I think that the trick might be in the getting use to this as our new normal. Enjoy and celebrated on the days we feel good, but not beat ourselves up on the days we don’t. Be open and honest with your husband, as this involves his life too. You don’t have to tell him every ache and pain, but let him know what’s going on, that what you are feeling is something we’re all feeling too. Let him read about the symptoms. Maybe let him see some of the struggles others on this site are going through. The struggle is real, and it will take a while for you both to get use to, but as much as you may be tempted to put some type of blame on yourself, don’t do it. It’s not your fault!
Right ! You must give your husband a leaflet that explains how this CHRONIC illness affects you. Until I did, my husband did not get it. Worrying about his reaction is not helping you, and unfortunately we have to help ourselves in this. I finally came out and told family and friends. Now when I am bad, they offer help instead of sighs. It is still a living nightmare every day.
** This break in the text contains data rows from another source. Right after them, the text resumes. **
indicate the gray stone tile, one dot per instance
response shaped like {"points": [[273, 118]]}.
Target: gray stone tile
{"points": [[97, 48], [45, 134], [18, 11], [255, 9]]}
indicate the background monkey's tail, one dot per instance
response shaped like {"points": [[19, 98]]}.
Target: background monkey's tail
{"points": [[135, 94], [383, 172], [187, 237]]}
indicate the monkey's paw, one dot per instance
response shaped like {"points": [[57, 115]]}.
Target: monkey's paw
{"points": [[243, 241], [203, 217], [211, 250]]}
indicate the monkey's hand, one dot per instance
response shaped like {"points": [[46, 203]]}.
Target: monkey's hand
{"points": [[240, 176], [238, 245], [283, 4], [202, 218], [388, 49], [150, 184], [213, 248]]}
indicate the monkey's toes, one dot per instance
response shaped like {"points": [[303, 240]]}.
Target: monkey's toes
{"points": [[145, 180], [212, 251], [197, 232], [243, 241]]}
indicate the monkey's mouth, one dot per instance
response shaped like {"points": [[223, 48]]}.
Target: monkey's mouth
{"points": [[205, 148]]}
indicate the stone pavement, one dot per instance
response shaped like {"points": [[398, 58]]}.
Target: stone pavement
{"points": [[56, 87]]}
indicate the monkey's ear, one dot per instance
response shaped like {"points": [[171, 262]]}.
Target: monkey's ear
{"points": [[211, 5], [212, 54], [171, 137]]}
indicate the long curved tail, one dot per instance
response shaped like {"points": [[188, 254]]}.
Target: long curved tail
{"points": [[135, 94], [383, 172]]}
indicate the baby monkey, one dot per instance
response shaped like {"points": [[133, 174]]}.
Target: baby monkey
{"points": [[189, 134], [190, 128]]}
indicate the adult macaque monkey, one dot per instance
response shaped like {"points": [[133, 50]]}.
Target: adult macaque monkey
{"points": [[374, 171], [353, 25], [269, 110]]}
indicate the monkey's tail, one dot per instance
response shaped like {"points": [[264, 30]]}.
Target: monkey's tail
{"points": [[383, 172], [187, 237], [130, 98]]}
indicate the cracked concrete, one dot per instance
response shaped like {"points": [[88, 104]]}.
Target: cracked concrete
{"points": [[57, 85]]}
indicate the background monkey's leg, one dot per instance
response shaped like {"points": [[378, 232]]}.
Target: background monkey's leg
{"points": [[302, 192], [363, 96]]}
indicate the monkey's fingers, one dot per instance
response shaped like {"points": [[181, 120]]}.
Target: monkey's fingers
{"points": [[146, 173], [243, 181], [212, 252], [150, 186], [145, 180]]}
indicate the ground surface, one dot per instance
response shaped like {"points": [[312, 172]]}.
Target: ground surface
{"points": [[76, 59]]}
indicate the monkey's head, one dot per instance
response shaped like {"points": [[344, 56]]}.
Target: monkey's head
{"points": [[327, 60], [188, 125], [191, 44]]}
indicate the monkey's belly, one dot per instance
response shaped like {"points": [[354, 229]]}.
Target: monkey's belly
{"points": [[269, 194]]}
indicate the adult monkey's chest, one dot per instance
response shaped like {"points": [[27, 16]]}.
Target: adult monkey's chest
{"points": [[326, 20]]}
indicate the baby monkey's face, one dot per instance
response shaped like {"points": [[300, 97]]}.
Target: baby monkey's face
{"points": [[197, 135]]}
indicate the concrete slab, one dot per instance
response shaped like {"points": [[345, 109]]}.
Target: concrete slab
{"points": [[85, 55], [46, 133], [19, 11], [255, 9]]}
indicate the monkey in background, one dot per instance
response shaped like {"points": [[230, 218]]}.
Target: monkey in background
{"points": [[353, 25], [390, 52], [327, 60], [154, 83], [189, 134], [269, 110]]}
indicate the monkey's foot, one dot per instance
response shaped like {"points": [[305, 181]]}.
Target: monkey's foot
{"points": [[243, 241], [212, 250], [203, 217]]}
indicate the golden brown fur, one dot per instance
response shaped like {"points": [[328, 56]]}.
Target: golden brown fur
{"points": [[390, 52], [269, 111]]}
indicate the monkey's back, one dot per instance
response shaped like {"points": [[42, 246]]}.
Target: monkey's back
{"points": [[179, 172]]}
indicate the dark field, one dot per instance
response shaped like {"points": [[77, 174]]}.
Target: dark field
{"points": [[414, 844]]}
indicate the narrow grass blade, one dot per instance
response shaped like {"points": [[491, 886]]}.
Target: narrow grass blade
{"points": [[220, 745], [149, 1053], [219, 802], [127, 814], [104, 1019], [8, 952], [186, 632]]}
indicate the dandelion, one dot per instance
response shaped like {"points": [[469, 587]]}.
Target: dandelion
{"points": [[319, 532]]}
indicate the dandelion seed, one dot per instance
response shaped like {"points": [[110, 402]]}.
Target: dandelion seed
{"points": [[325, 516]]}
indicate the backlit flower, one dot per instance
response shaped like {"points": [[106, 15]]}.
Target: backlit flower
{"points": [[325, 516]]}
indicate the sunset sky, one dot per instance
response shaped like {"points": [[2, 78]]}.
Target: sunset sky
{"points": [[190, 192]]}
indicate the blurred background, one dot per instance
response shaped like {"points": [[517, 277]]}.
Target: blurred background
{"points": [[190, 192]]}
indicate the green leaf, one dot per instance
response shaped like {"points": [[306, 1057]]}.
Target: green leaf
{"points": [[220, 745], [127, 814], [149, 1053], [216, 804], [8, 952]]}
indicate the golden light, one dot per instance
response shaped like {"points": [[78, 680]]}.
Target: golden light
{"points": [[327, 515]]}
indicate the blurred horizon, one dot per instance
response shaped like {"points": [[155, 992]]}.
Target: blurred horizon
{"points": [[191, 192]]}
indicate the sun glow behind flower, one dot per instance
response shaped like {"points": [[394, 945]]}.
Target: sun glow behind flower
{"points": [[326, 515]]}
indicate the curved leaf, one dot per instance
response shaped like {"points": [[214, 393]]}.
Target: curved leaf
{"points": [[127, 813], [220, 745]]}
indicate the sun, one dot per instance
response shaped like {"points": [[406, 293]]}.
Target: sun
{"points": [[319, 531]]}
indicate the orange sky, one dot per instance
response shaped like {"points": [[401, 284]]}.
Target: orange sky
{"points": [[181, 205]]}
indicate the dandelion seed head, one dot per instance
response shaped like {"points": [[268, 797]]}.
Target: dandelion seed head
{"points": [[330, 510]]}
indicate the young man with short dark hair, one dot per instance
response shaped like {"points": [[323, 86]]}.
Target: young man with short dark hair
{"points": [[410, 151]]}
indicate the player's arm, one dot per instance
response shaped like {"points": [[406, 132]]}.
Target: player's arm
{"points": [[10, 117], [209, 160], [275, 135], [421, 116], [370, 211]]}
It sounds like me, and hundreds of others, you did too much on your “good” day - DONT. Do your jobs in bursts of an hour then take a 15 minute rest. I understand you can’t do that with a baby but the rest of it you can. It has taken me a couple of years to get into this system, you can still get thru what you have to do, just not all in one day. Drink plenty of liquids it is an energy giver. When your baby naps, try to do the same. I am a sole carer so I know the pressures. I am at the end of my life and my heart goes out to younger sufferers so please anyone who reads this FILL IN THE QUESTIONNAIRE THAT PAUL POSTED A COUPLE OF DAYS AGO - we need proper Clinics like they have for Diabetes, not being pushed from pillar to post. We need proper centres and more educated medics.
You Might be suffering from health anxiety in addition to your lupus. Have you mentioned your constant health worries to your GP? There is help available to help us deal with the anxiety that often coexists with lupus diagnosis. My life and my health are so much better now after finally addressing my anxiety disorder.
I found the spoon theory the best way to explain to my family n close friends. It's a story told by a lady Christina (can't remember surname..sorry) but if u Google 'spoon theory' u will get it!! She has lupus herself.
Unfortunately stress drives lupus so your symptoms may worsen too...it's important that we stay as calm as possible (easier said than done..I know).
BrooksideCourt explains it very well!! U will find your own way of managing but it takes kindness n patience..u must take care of yourself!! Congratulate yourself when u achieve n if u overdo it..learn the lesson n take it easy..lupus has a habit of biting u in the behind..it's known as lupus deficit or lupus payback. As u go along u will learn that even when you're feeling a good day u still have to go easier on yourself!!
It's frustrating n anxiety producing especially at first..my hubby used to say on a good day..remember to take it easy..u feel bit better today but remember the last time when u overdid it? That reminder is enough to exercise caution when I'm feeling anywhere near my normal!!
U can talk to us anytime..this is a safe place where u can rant n rave..get things off your chest..we all know what it's like living with lupus n other autoimmune diseases coz we're all living with it 24/7.